Here’s what I have so far:

import os
import sys

from Deadline.Scripting import *
from Deadline.Jobs import *

from DeadlineUI.Controls.Scripting.DeadlineScriptDialog import DeadlineScriptDialog


def __main__(*args):
    selectedJobs = MonitorUtils.GetSelectedJobs()

    if len(selectedJobs) > 0:
        # collect bad slaves on all jobs + blacklist them on all selected jobs.
        slaves_to_blacklist = []
        for job in selectedJobs:
            for task in RepositoryUtils.GetJobTasks(job, True):
                # If the task has failed, add it to the bad list.
                if task.TaskStatus == 'Failed':
                    slaves_to_blacklist.append(task.TaskSlaveName)

        # Iterate over all the jobs and set the slaves to blacklist.
        for job in selectedJobs:
            if job.JobStatus == 'Failed':
                RepositoryUtils.AddSlavesToMachineLimitList(job.ID, slaves_to_blacklist)
                RepositoryUtils.DeleteAllJobReports(job.ID)
                RepositoryUtils.ResumeFailedJob(job)

Justin_B · October 2, 2020, 12:44pm

That looks like it should be working!

I haven’t tried this, but if you add RepositoryUtils.SaveJob(job) after you run DeleteAllJobReports(job.ID) does that make the difference?

justin · October 8, 2020, 7:48am

Hey Justin, thanks for the response!

Sadly it doesn’t look like it’s worked. We are on an older deadline version if that helps at all?

Deadline Client Version: 10.0.24.4
Repository Version: 10.0.24.4

Justin_B · October 8, 2020, 5:38pm

Not sure - I’m getting the same behavior with your script on 10.1.9.
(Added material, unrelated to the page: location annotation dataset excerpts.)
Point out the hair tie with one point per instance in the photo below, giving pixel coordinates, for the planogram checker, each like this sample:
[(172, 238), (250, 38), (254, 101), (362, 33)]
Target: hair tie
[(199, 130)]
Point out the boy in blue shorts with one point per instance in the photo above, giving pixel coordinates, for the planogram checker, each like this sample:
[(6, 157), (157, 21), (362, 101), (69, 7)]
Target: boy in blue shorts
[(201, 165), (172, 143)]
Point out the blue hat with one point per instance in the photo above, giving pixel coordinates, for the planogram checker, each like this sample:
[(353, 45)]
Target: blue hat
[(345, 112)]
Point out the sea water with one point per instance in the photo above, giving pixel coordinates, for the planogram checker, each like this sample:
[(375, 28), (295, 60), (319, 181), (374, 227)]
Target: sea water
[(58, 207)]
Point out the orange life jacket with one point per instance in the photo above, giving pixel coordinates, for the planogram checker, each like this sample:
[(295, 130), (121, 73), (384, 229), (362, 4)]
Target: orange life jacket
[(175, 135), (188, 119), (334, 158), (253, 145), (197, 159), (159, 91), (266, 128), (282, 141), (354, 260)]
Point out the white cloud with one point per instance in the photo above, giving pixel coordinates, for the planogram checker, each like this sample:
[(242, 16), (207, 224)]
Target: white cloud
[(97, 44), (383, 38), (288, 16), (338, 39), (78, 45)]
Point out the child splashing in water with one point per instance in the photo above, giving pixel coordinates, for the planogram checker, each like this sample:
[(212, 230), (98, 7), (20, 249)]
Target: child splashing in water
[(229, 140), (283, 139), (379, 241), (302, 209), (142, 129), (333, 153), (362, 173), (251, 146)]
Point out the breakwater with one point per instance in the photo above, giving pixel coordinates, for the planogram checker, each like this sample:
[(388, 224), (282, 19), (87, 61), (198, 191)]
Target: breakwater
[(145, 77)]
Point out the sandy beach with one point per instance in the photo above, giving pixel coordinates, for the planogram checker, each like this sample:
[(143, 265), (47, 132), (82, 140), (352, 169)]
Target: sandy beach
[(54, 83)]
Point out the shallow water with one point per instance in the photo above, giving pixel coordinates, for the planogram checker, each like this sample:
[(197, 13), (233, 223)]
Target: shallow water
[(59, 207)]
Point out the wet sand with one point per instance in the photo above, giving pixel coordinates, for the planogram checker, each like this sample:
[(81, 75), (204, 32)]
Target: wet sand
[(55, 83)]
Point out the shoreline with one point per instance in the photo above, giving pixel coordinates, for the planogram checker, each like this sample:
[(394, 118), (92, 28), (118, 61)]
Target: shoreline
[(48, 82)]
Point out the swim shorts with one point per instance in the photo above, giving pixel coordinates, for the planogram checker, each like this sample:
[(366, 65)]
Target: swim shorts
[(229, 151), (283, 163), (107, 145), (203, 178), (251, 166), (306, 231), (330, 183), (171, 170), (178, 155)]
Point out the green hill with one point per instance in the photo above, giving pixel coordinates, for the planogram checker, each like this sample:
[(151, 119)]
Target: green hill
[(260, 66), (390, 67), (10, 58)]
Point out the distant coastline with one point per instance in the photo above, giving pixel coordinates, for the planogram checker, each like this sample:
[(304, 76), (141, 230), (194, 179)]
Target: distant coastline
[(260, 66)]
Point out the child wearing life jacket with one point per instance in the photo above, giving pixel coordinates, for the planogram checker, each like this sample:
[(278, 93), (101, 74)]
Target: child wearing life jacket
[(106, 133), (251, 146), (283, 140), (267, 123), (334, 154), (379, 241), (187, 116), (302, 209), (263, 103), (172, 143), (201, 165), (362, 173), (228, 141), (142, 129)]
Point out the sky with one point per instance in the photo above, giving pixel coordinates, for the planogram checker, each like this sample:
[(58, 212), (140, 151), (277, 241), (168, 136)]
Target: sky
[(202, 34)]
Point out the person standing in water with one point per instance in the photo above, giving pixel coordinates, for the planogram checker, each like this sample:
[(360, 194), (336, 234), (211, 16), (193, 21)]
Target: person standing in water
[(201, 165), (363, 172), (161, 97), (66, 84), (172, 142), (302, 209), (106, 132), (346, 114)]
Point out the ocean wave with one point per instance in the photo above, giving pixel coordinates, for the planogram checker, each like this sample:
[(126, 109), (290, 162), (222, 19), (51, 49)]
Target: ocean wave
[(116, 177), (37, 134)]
I can’t figure a way around this - even looking at the way the Monitor does it. I suppose you could instead re-queue the job after adding those workers to the deny list.

Additionally (and you may already be doing this) you could automatically add workers to the denylist after they’ve created some number of errors. Set that in the Monitor under Tools->Configure Repository Options-> Job Settings ->Failure Detection

That would at least get around problem machines generating a huge amount of errors on your jobs.